Fit the method to the data.

Parameters

data – tuple, (N, C, y)
info – dict, information about the data
train – bool, whether to train the method
config – dict, configuration for the method

Returns

float, time cost

metric(predictions, labels, y_info)

Compute the evaluation metric.

Parameters

predictions – np.ndarray, predictions
labels – np.ndarray, labels
y_info – dict, information about the labels

Returns

tuple, (metric, metric_name)

predict(data, info, model_name)

Predict the results of the data.

Parameters

data – tuple, (N, C, y)
info – dict, information about the data
model_name – str, name of the model

Returns

tuple, (loss, metric, metric_name, predictions)

reset_stats_withconfig(config)

Reset the training statistics with a new configuration.

Parameters: config – dict, new configuration

train_epoch(epoch)

Train the model for one epoch.

Parameters: epoch – int, the current epoch

validate(epoch)

Validate the model.

Parameters: epoch – int, the current epoch

The Method class serves as the base class for all models implemented in TALENT. It is designed to handle various tasks, including binary classification, multiclass classification, and regression.

Key Methods:

__init__(self, args, is_regression): Initializes the method with given arguments and task type (regression or classification).
reset_stats_withconfig(self, config): Resets training statistics and sets new configuration.
data_format(self, is_train=True, N=None, C=None, y=None): Formats the data, processes missing values, encodes numerical and categorical features, and normalizes the data.
fit(self, data, info, train=True, config=None): Trains the model with the provided data and configuration.
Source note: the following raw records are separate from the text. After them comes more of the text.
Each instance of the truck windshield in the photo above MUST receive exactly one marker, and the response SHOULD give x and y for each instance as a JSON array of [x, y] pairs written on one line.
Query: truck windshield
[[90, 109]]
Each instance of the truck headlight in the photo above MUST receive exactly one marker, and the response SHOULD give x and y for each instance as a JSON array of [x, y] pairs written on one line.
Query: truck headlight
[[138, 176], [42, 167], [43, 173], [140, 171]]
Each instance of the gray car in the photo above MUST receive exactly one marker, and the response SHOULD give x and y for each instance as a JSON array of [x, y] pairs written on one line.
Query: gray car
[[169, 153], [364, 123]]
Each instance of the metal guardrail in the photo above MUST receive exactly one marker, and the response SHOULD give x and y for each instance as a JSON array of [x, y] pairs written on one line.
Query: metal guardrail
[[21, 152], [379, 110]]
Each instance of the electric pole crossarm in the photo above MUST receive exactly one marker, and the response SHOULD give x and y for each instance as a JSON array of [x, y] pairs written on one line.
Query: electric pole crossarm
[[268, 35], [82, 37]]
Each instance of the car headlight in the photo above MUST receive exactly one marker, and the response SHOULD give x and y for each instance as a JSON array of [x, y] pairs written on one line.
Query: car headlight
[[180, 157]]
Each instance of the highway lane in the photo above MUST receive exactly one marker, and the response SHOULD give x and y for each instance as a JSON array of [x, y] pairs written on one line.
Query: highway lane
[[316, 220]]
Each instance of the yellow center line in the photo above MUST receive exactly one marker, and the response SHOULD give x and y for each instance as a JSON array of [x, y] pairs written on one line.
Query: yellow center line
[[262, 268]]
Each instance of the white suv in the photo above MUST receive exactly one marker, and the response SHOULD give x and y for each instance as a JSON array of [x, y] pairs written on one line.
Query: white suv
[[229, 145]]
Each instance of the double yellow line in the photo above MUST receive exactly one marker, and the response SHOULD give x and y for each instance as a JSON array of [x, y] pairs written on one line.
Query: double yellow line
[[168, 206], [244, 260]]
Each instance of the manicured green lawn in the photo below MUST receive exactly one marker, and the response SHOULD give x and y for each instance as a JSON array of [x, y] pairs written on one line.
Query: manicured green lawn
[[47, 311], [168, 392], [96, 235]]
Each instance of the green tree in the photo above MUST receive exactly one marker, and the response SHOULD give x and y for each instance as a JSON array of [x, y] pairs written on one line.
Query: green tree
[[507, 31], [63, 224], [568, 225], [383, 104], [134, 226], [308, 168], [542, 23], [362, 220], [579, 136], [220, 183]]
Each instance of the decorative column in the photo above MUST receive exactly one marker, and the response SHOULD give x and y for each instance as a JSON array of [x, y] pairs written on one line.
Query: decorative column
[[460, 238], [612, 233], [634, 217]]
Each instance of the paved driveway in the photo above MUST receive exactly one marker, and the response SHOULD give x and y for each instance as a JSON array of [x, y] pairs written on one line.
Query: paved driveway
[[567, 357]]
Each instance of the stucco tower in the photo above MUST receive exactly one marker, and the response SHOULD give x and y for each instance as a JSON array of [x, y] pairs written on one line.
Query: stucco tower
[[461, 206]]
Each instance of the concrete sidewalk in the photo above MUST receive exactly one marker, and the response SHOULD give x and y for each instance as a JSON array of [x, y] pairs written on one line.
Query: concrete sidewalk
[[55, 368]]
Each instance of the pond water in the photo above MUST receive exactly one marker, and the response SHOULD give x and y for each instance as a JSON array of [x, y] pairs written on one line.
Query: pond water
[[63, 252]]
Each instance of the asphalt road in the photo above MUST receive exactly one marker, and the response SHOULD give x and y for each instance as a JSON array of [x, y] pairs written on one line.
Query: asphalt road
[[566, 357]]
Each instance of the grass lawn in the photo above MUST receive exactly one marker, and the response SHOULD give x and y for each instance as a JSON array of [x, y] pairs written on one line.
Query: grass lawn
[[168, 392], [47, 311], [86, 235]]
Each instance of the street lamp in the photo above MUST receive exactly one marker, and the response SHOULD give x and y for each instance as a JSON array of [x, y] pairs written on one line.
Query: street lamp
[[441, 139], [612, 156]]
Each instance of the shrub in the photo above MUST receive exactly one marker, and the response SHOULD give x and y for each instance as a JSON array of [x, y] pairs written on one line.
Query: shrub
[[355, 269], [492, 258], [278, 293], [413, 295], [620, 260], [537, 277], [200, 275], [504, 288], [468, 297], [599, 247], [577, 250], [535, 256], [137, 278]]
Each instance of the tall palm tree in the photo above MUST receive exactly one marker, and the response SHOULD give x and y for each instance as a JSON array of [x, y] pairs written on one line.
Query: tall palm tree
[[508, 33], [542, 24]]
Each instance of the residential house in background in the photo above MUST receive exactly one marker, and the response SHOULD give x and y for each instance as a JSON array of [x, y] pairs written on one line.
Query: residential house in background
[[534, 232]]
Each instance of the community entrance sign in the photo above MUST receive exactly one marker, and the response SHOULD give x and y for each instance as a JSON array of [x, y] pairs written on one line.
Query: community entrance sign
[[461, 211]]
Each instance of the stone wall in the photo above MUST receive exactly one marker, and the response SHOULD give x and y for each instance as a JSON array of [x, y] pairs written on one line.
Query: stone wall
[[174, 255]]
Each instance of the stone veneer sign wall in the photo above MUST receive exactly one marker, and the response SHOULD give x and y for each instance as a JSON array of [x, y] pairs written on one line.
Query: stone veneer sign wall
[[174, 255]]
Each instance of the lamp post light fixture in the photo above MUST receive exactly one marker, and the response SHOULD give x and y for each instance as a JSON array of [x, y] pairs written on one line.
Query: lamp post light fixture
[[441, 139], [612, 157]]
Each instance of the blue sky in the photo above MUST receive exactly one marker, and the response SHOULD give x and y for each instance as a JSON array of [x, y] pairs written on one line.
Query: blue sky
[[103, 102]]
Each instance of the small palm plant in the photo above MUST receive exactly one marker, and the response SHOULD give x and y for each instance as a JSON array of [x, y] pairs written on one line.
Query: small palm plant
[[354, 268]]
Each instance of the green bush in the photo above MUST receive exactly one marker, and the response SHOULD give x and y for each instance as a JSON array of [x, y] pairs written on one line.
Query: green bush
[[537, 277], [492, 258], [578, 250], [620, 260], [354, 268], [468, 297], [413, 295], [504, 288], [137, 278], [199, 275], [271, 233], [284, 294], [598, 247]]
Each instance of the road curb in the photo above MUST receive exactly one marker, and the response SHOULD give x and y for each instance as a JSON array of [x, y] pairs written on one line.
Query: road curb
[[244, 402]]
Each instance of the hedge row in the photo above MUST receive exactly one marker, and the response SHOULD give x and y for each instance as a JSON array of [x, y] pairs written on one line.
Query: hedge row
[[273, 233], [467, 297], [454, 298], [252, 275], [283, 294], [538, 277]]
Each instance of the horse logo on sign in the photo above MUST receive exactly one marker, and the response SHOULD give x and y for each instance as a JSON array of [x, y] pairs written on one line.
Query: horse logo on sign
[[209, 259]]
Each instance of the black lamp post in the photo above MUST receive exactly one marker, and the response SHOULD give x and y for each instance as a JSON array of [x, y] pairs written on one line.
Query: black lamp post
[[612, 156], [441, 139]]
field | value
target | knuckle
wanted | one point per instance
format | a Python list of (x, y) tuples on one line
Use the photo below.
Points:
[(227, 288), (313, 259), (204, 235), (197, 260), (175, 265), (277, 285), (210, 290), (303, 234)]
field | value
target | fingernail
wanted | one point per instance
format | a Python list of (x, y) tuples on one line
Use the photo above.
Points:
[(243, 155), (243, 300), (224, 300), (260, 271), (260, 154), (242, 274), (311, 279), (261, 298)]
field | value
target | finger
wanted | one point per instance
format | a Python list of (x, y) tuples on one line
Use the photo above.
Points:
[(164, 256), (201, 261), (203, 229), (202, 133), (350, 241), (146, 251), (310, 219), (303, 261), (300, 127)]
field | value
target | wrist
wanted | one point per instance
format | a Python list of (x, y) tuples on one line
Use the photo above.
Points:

It handles the entire training loop including validation.
predict(self, data, info, model_name): Loads a pre-trained model and performs predictions on the given data.
train_epoch(self, epoch): Executes one training epoch, including forward pass, loss computation, and backpropagation.
validate(self, epoch): Validates the model on the validation set after each training epoch.
metric(self, predictions, labels, y_info): Computes various performance metrics based on the task type (e.g., regression, binary classification, multiclass classification).

Functions

Training and Evaluation

The Method class provides a robust pipeline for training and evaluating machine learning models, handling the following steps:

Data Preprocessing: It processes missing values, encodes categorical features, normalizes numerical features, and prepares data for training.
Training Loop: The model is trained using the AdamW optimizer with configurable learning rate and weight decay.
Validation: After each epoch, the model is validated on a separate validation set. Early stopping is employed if validation performance does not improve.
Evaluation: The model can be evaluated using various metrics depending on the task type (e.g., accuracy, F1 score, R2 score, etc.).

Performance Metrics

The metric function in the Method class computes various metrics based on the task type:

For regression: - Mean Absolute Error (MAE) - Root Mean Squared Error (RMSE) - R2 Score
For binary classification: - Accuracy - Average Precision - F1 Score - Log Loss - Area Under the Curve (AUC)
For multiclass classification: - Accuracy - Average Precision - F1 Score - Log Loss - AUC

This ensures that the performance of the models is measured comprehensively across different tasks.